The Office for Nuclear Regulation formal investigation record was now permanently locked in the international regulatory archive: *CEngNuclear Registered Analyst: Dr. Keiko Watanabe, CEngNuclear-KC-WK-1114, MCNP keff 0.938, Category 1 sub-critical margin violation.*

It was the unalterable foundation of the entire facility’s licensing protocol.

A massive new criticality assessment brief had arrived in her secure inbox that morning.

It was sent directly from Devereux’s significantly diminished executive suite.

The subject line read: *MCNP keff analysis — Dr.
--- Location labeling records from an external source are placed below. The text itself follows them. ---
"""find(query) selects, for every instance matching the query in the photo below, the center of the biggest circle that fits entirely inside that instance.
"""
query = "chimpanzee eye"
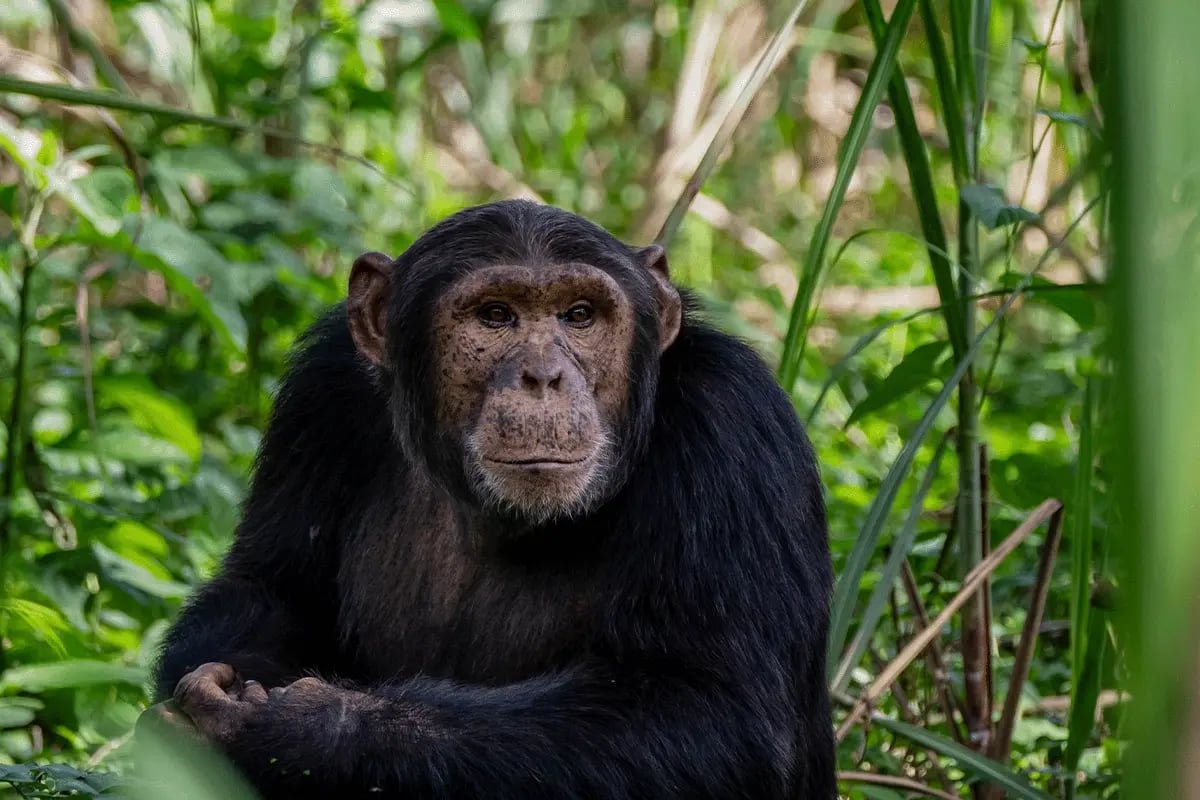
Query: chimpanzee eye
(497, 314)
(579, 316)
Keiko Watanabe, CEngNuclear lead.*

She had read the subject line without a change in expression.

She had opened the brief and immediately turned her attention to the MCNP workstation to begin the preliminary geometric parameterization.

The quantum physics demanded absolute focus. The sheer atomic reality of neutron probability would not wait for corporate acknowledgements or bureaucratic maneuvering. It was a fundamental force that required precise, unyielding calculation.

The original public register entry for the historical ONR safety case submission was still active on the national database, buried deep within the regulatory archives.

It still proudly listed “Devereux Criticality Safety Review” in the public administrative record.

It was not updatable without a formal, highly complex ONR statutory resolution. It had not been altered to reflect the desperate internal amendments or the devastating, humbling technical investigation hearing at the ONR headquarters.

It sat there, an imperfect relic of a time when administrative execution was confused with scientific invention.

She had the ONR project reference number saved securely in her files.

Hiroshi was at the geometry input station, systematically building the new cylinder array specification in the code, his focus absolute.

She set the convergence plot squarely on the desk.

The yellow gap was vividly clear between the solid blue settling line and the dashed red 0.950 threshold limit.

She opened the heavy black binder.

She looked at the yellow gap.

She turned to the MCNP workstation and began the new computational run.